We were wondering if we had missed a post about having a Spring Rally in 2009 for the Texas Outbackers? If so please just point us in the right direction. If not is there any interest out there in having one?

(Our Spring Break is March 16-20.)

Micah


----------



## mom2countrykids (Sep 25, 2007)

Depending on where and what is happening in our life about then it sounds great.


----------



## Ghosty (Jan 17, 2005)

Our spring break is MAR 09-13th ...


----------



## proffsionl (Feb 19, 2005)

The topic of a spring rally came up at the last rally. In short, it was difficult to ascertain a date as everyone had different spring break weeks. We're up for it, to be sure. It's just a matter of timing.

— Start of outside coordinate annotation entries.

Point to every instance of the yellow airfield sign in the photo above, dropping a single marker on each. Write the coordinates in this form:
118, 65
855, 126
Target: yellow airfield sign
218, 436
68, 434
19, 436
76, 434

I'm sure Mark will chime in on this one. We discussed some different locations, including the Frio River and New Braunfels, among others.


----------



## Collinsfam_WY (Nov 9, 2006)

That Pecan Park Campground North of New Braunfels was nice. Plenty of shade, we could float the river right back down to the campground and they had a swimming pool too. And it was far enough off of the highways that it was quiet. 
I have never been to Rio Frio so that would be fine with me too









Anyways we are up for one if anyone else is.

Micah


----------